I’ve been doing loads of work on laces recently. Here is the latest project: a navy cotton velveteen dress with the upper bodice and sleeves made in a soutache re-embroidered lace.
Front and back views. An invisible zip closes the skirt and tiny self covered buttons with looping close the lace at center back. The bows snap on, concealing the zip stop and finishing the back neckline.
This project was a virtual sampler of lace seaming methods and edge finishes.
The neck edge is bound with a bias strip of velveteen.
The center back lace edges are turned under and finished with a narrow strip of lengthwise silk organza to prevent stretching. Here is the wrong side showing bias binding and organza edge with elastic button looping.

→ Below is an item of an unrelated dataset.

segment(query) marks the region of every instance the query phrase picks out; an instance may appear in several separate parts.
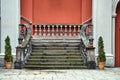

The sleeves were cut with the scalloped lace edge as the hem. This lace was fairly stiff and the soutache cording added thickness. I used a plain seam to close the underarm sleeve seam, trimmed the seams to 1/2 inch width and bound with silk tulle. Loads of steam and a tailors clapper were necessary to get this seam flat.
The armseye seam was trimmed, bound with silk tulle, and pressed towards the sleeve.
This lace was designed so that edging could be cut without cutting through any soutache cording. The cording frayed badly, so cutting through it and leaving it exposed wasn’t an option. The lace edging was hand appliqued along the seam joining the bodice and skirt.
Sewing by hand with tiny applique stitches leaves no trace of the join.
Another view of the lace.
Also, I overlapped the shoulder seams and cut the lace front and back as one piece to eliminate a shoulder seam which would have detracted from the lace pattern. Loads of options for lace seams. Every lace is different and may require multiple techniques to produce the look you want.